This is an explainer, not financial advice.

For generations, buying a home was the centerpiece of the American Dream — proof of arrival and the main way middle-class families built wealth. A growing share of younger Americans no longer believe it's within reach.

The sentiment has shifted

Surveys point in the same direction. Pew Research has found that the large majority of Americans under 40 think buying a home is harder than it was for their parents, as Fortune reported.
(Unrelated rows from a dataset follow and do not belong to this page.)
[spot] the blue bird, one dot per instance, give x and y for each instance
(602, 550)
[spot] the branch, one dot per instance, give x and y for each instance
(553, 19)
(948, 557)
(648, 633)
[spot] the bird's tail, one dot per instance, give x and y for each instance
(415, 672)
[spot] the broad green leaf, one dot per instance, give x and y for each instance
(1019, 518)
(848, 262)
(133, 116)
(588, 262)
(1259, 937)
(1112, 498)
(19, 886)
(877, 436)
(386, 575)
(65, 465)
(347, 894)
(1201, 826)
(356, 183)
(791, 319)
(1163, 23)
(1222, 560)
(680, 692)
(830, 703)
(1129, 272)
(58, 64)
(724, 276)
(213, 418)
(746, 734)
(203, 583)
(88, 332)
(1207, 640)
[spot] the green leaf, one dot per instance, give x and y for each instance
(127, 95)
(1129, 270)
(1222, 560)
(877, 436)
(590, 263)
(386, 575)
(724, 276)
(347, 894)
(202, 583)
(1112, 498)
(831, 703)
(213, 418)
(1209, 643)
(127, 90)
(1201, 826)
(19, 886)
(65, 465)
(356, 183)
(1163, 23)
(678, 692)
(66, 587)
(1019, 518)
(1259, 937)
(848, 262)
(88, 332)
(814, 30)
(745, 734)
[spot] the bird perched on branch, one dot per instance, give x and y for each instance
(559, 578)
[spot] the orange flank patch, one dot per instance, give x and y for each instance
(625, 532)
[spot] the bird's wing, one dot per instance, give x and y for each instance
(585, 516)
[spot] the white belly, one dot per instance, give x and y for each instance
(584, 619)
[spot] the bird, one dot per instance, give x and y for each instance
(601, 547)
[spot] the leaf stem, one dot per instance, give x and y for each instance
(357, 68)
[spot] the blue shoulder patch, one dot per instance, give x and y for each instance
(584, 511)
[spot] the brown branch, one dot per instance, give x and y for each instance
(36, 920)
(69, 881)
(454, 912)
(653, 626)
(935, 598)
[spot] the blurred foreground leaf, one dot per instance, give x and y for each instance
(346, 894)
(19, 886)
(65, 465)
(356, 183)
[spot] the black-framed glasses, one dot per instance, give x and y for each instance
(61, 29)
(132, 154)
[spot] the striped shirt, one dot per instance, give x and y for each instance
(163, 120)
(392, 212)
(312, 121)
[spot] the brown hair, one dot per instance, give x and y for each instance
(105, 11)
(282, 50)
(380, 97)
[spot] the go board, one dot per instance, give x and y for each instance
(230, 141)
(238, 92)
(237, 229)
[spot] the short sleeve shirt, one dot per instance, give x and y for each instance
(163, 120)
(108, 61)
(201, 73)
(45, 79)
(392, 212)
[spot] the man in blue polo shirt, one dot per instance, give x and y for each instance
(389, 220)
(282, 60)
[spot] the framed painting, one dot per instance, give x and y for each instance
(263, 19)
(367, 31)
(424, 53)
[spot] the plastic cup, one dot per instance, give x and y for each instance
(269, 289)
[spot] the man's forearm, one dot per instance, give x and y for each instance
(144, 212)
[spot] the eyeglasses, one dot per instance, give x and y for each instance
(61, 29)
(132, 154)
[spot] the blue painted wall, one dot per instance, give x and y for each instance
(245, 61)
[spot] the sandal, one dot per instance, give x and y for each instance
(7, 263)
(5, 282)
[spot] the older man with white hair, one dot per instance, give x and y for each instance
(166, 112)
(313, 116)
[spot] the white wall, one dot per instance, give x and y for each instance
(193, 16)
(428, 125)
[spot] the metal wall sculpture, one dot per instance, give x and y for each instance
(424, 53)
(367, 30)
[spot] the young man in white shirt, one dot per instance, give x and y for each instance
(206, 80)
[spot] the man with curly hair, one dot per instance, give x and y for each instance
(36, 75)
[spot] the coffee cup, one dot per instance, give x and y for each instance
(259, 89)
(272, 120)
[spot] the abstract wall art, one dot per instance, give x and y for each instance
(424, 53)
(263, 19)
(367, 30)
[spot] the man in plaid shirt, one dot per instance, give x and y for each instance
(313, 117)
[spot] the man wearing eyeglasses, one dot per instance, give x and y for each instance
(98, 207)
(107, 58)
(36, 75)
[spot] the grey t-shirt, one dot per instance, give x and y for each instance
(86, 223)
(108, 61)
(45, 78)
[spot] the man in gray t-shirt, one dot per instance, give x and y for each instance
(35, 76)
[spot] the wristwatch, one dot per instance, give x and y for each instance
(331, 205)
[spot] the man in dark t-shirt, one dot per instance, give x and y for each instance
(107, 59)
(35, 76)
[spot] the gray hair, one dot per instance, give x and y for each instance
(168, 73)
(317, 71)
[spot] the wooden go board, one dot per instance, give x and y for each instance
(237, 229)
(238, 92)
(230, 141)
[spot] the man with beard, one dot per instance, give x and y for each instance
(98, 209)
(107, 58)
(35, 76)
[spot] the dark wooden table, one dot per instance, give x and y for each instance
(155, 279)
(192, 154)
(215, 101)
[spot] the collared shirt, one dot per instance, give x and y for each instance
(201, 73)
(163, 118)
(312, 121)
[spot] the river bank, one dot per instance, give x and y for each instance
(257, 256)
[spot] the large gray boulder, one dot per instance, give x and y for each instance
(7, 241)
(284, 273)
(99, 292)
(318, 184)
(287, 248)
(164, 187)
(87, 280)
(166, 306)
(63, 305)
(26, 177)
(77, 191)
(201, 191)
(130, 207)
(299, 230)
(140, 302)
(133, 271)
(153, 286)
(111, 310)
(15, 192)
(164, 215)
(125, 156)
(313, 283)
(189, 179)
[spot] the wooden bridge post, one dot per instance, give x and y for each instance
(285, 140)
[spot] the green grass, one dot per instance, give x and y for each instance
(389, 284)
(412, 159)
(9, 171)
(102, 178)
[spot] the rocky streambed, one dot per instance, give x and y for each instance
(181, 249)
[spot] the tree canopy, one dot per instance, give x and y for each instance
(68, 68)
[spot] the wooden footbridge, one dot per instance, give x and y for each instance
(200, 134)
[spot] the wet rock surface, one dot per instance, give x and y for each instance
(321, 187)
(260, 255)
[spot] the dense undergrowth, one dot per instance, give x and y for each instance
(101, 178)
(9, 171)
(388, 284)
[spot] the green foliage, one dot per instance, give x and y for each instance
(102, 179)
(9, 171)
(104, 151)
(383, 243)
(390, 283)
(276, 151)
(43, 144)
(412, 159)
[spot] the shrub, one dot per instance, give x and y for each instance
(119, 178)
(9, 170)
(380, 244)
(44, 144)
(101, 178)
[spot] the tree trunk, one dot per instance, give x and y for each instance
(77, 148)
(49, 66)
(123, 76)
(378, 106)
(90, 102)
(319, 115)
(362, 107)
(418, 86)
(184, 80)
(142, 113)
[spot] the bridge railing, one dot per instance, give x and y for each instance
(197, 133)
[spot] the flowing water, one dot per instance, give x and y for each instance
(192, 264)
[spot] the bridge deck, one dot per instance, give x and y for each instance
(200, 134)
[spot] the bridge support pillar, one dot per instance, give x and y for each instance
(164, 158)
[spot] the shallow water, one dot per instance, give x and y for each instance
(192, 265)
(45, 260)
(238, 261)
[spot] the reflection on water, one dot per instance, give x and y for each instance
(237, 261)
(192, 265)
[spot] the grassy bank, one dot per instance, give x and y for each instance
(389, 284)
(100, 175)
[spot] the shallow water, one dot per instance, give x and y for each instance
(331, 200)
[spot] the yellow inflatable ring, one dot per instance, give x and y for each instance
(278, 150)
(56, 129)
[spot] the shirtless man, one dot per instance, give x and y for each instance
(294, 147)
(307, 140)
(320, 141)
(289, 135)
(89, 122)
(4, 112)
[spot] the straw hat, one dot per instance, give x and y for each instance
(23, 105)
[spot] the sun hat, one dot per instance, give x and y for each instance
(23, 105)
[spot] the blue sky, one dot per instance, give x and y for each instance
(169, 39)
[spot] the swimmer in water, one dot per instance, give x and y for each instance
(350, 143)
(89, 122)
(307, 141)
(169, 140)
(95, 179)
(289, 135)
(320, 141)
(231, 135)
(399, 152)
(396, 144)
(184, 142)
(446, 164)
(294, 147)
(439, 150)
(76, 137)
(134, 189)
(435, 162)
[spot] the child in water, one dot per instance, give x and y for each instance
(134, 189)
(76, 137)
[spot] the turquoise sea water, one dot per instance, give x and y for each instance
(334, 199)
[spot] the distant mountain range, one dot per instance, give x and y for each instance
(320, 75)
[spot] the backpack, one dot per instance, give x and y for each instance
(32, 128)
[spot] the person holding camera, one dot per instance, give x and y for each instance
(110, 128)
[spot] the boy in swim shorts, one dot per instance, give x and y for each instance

Younger adults are also markedly less likely than older ones to call homeownership "a very good investment," and the share of non-homeowners who expect to buy within five years has fallen to among the lowest levels pollsters have recorded. (These are survey figures; treat the exact percentages as approximate.)

The math that stopped working

The skepticism is grounded in arithmetic. The median US home price has climbed above $400,000, up sharply since 2019, while typical incomes have risen far more slowly. That gap is the core of the affordability problem: by various measures, a home now costs close to six times the median household income, versus roughly three to four times a generation ago.

Mortgage rates have compounded the squeeze. With 30-year fixed rates around 6.5% — versus the sub-3% pandemic-era lows — the monthly payment on a $400,000 home is far higher than it was just a few years ago, before taxes, insurance and upkeep. The National Association of Home Builders has estimated that a large majority of US households can't afford a median-priced new home at today's prices and rates.

Buying later, and less

The result shows up in the data. The median age of a first-time buyer has risen to around 40 — a record — and first-time buyers make up a much smaller share of the market than their historical norm, according to NAR. Homeownership rates among the youngest adults trail where prior generations stood at the same age. Researchers cited by Fortune warn of long-run effects: a generation that buys later — or never — accumulates less housing equity, a gap that compounds over a lifetime and can widen wealth inequality.

The counterpoint

Not everyone sees catastrophe. Housing has historically been a powerful wealth-builder, but some economists note that renting while investing the difference in diversified assets can, in some markets, compete with owning — particularly if home prices stall. Others point out that today's mortgage rates, painful as they feel, are closer to historical norms than the rock-bottom pandemic rates were. The honest answer is that experts disagree, and the right choice depends heavily on local prices, how long someone stays, and personal circumstances. Boursel gives no advice on whether to buy or rent.

Why it matters

For young households, the shift reshapes the path to building wealth — pushing some toward stocks and other assets rather than property, and others to give up on a goal their parents took for granted. For the economy, weaker first-time demand can cool home-price pressure, but it also means less equity-building for a whole cohort and potential knock-on effects for spending and mobility. And for the broader mood Boursel tracks — alongside record credit-card debt and stretched budgets — it's a marker of how affordability strain is reshaping a generation's expectations. Whether the pessimism proves permanent hinges on a simple race: can incomes (and, perhaps, lower rates) catch up to prices — or do homes stay out of reach for millions of younger Americans?